I can’t count the number of times I have been told, “You are soooo wonderful for your age.” I admit to being “wonderful” but my age has nothing to do with my wonderful-ness. And no, I am not “cute”; I am drop dead gorgeous in my skinny jeans and leather biker jacket. Well, maybe I’m not really drop dead gorgeous but listen — you are what you say you are, and because I’m so wonderful for my age, I say any damn thing I want. And besides, it’s so cute.
How does it happen that it’s okay to demean mature women with backhanded compliments that, even though well intended, are offensive? It happens for many reasons; the most obvious being entrenched stereotypical cultural attitudes reflected, for example, in Betty White’s (cancelled, thankfully) abominable “Off Their Rockers” TV show that celebrated old pranksters engaged in supposedly funny but demeaning activities to demonstrate how wonderful (and cute) they were for their age.
Regarding the “Off Their Rockers” fiasco, my friend Mary Lloyd has cogently pointed out, “No one would dream of making a series based on racist jokes or even “dumb blonde” or other sexist jokes. Why is this ageist garbage deemed acceptable?”
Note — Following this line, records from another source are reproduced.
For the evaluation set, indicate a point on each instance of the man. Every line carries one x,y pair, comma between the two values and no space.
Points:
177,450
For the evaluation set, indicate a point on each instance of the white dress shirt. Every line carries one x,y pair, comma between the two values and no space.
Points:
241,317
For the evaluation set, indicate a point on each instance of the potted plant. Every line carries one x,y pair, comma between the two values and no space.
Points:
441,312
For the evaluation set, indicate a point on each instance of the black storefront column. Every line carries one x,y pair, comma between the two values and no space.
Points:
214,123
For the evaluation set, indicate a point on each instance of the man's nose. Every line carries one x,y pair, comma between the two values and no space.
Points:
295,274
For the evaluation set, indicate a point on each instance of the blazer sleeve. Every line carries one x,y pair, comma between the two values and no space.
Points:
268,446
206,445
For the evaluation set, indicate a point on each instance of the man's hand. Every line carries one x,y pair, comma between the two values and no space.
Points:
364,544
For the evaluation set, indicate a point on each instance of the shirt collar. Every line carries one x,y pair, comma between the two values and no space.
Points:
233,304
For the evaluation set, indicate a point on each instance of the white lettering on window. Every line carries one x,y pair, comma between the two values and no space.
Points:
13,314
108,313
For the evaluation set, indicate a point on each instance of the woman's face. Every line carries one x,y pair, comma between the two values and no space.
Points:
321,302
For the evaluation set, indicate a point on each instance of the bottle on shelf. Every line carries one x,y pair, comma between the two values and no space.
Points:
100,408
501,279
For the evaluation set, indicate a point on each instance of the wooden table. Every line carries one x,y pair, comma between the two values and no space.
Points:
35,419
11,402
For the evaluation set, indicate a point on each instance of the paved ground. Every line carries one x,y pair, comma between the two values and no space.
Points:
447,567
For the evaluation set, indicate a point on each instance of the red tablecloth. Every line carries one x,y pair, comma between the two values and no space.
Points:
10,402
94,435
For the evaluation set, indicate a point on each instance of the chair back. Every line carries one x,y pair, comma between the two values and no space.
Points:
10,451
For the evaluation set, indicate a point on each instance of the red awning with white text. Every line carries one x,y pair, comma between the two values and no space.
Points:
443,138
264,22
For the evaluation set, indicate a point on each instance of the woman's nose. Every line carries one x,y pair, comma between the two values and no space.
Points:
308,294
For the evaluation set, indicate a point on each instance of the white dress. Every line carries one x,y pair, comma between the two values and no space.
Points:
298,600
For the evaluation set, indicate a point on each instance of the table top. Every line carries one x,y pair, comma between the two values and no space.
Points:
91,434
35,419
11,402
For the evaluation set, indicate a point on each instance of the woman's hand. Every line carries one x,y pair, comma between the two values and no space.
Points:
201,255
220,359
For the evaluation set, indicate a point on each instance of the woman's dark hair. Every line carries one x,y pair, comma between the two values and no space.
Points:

The ageist garbage is deemed acceptable because our base culture doesn’t care how objectionable it is, and not only ignorantly accepts it but celebrates and promotes it.
Unfortunately, most older women timidly recoil from confronting it. The feminist movement has done little to combat it. There is no organized rebellion and frankly, I don’t see one happening because stereotypes and entrenched outdated traditions die hard and truth be told, old people themselves too often invite and propagate disrespect by engaging in traditional debasing stereotypical behaviors and thinking. I’m referring specifically to demeaning “old people jokes” that old people (and not- so-old people) tell each other. Then there is acceptance by old people that it’s cute to call themselves “Old Geezers” “Old Farts” or worse. It’s not cute; it’s disgusting and perpetuates myths about the competence and value of old people.
We have been brainwashed to accept “realities” about advanced age that are about as advanced as the horse and buggy as the preferred mode of transportation.
Every older woman in her own way deals with cultural norms that call the shots about what is and is not acceptable thinking and behavior for “old” people. My way of dealing with it is to declare I am 50 forever. Am I being “cute”? Who cares. Ignoring age-related cultural norms and outdated thinking works for me. Try it, you will like it.